Secondly, all personnel employed in the core service will benefit from having undertaken a ‘generic mental health’ qualification, incorporating the appropriate skills and values. Such a course could usefully be overseen and delivered by an expansion of the existing recovery and well-being academies that centrally involve people with lived experience of mental health problems in the production and delivery of the curriculum.
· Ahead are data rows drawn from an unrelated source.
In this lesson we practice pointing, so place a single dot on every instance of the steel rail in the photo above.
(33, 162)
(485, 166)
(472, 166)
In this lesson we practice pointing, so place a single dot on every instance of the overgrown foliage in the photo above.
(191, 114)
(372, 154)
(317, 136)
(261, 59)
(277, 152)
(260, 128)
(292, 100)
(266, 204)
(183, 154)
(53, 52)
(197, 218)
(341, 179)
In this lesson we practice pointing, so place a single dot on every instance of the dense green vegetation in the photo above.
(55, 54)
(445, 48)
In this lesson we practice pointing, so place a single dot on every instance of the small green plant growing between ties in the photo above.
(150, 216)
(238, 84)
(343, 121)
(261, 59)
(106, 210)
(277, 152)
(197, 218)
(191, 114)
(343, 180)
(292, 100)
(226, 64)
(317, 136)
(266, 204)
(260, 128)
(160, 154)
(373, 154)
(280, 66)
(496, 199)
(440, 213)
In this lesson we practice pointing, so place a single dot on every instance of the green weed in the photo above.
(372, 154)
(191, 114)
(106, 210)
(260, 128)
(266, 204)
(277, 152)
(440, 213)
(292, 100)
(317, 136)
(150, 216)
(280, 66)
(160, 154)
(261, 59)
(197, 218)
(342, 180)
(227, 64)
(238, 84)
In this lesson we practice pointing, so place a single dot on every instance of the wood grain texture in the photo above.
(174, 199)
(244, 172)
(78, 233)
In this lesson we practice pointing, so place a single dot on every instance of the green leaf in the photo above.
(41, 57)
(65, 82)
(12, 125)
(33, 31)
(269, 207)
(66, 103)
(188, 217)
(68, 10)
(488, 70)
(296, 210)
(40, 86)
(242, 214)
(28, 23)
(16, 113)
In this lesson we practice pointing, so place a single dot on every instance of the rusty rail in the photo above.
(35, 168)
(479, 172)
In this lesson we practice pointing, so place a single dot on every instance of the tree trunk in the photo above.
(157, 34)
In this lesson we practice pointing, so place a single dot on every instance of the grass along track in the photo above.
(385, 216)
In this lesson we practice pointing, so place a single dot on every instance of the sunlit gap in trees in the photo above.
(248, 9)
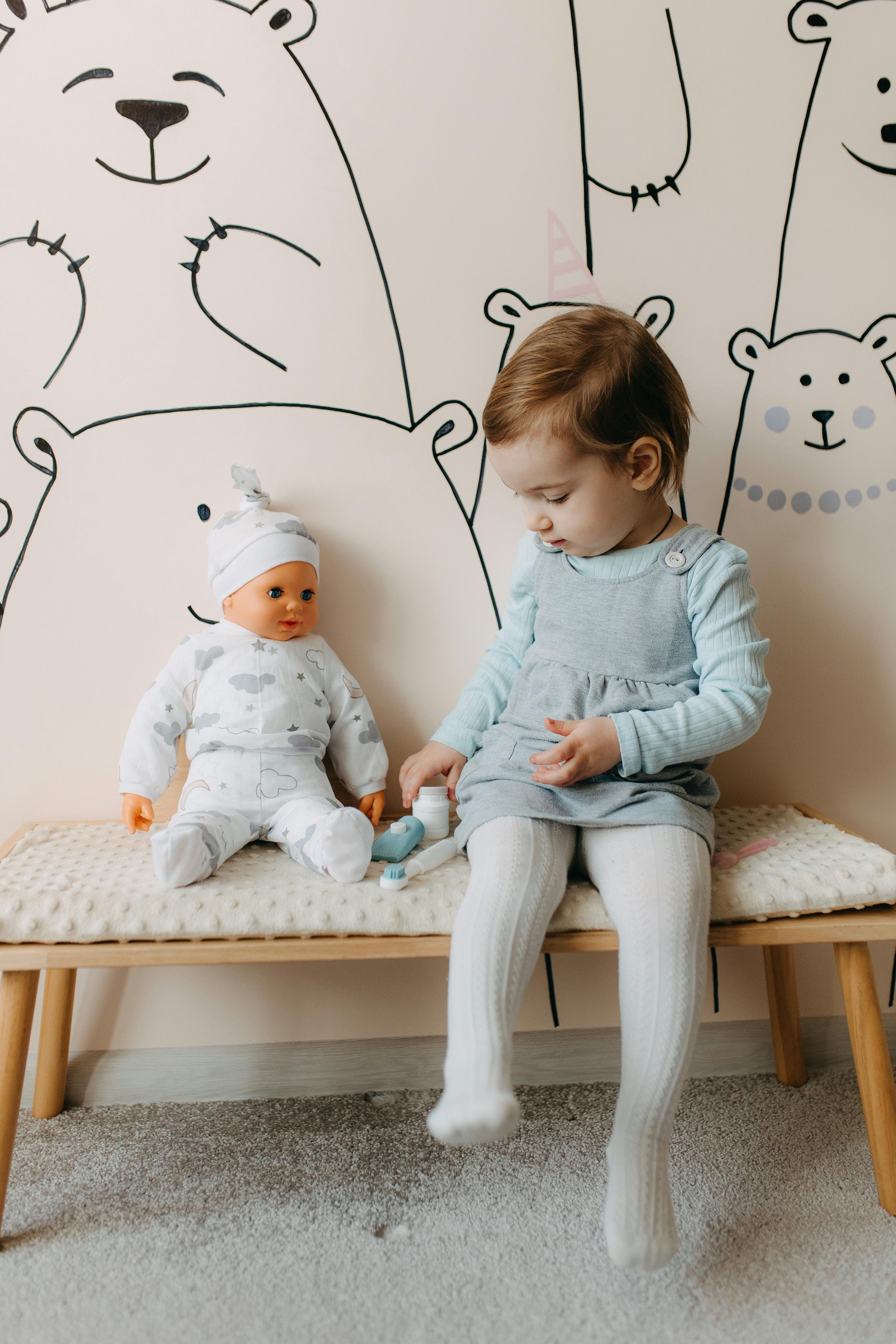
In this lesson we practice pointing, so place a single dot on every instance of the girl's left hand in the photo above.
(373, 807)
(590, 746)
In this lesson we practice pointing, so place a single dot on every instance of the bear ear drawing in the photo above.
(506, 308)
(747, 347)
(656, 314)
(293, 23)
(813, 21)
(882, 338)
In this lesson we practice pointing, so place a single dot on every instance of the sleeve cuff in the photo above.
(460, 740)
(140, 789)
(362, 791)
(629, 745)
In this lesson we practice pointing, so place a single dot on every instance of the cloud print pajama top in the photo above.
(258, 717)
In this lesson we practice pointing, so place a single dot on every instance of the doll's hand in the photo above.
(137, 812)
(590, 748)
(373, 806)
(436, 759)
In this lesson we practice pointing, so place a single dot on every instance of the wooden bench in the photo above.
(851, 932)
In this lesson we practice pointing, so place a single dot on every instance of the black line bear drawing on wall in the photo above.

Importantly, an essential criterion for a significant proportion of the core workforce would be personal experience of seeking help from psychiatric services.
Thirdly, inspirational and high-quality leadership, at every level, would be essential to maintain the underpinning values of the service, in tandem with comprehensive support networks for the helpers to counter burnout and ideological drift.
So returning to the original question, ‘Do we really need mental health professionals?’, the gist of my response would be, ‘Yes, but in a radically different form to the current incumbents’.
References
- Styles, Shapiro & Elliott (1986). ‘Are all psychotherapies equivalent?’ American Psychologist 41(2), 165 – 180.
- Epstein (2006). ). ‘Psychotherapy as Religion: the civil divine in America’. Reno NV, University of Nevada Press.
- Bergin & Garfield (1994). Handbook of Psychotherapy & Behaviour Change (multiple editions)
- Norcross [Ed] (2011). ‘Psychotherapy relationships that work’. 2nd edition. New York. Oxford University Press.
- Moloney, 2006: ‘The trouble with psychotherapy’ Clinical Psychology Forum, 162, 29-33.